The Golden Age of Education Innovation

“There Are Alternatives,” the lede of the above-titled article states, and it’s great news that the list of alternatives is growing — it is a golden age. Here is John Stonestreet and G. Shane Morris:

What happens if your school district crosses a line with its curriculum? What do you do now? Here are some words of encouragement.

Last month, we learned that the Orange County California Board of Education will not allow parents to remove their kids from classes that discuss “gender, gender identity, gender expression, [or] sexual orientation.”

Now, parents have apparently found a loophole: They can remove their children from the entire sex-education program, just not from the specific parts they don’t like. An attorney for the Orange County Department of Education failed to mention that detail when he announced to parents they “do not have a constitutional right to excuse their children from portions of the school curriculum they find objectionable.”

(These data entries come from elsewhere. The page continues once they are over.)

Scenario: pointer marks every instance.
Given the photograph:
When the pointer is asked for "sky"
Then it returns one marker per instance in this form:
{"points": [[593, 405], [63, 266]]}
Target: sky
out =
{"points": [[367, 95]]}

Sorting through the back and forth and sleight of hand to keep your children out of ideologically-opposed classes is a nightmare. And it’s not just in California.

Across the country, curriculum is being used to force students, even grade schoolers, into a set of beliefs about gender and sexuality that run contrary to the Christian view of creation, not to mention common-sense morality.

In Illinois, the Senate passed a bill requiring public schools to teach “the roles and contributions of lesbian, gay, bisexual, and transgender people in the history of this country and this State.” If passed by a Democrat-controlled House, it will take effect next year. There’s no sign that this rising tide of public school indoctrination will ebb.

So Christian parents face tough decisions: whether to keep their children in government-run schools or find some alternative. Let me repeat something I’ve said before: There’s no one-size-fits-all answer. Each family will have to make this choice for themselves, considering the options available to them given a lot of considerations.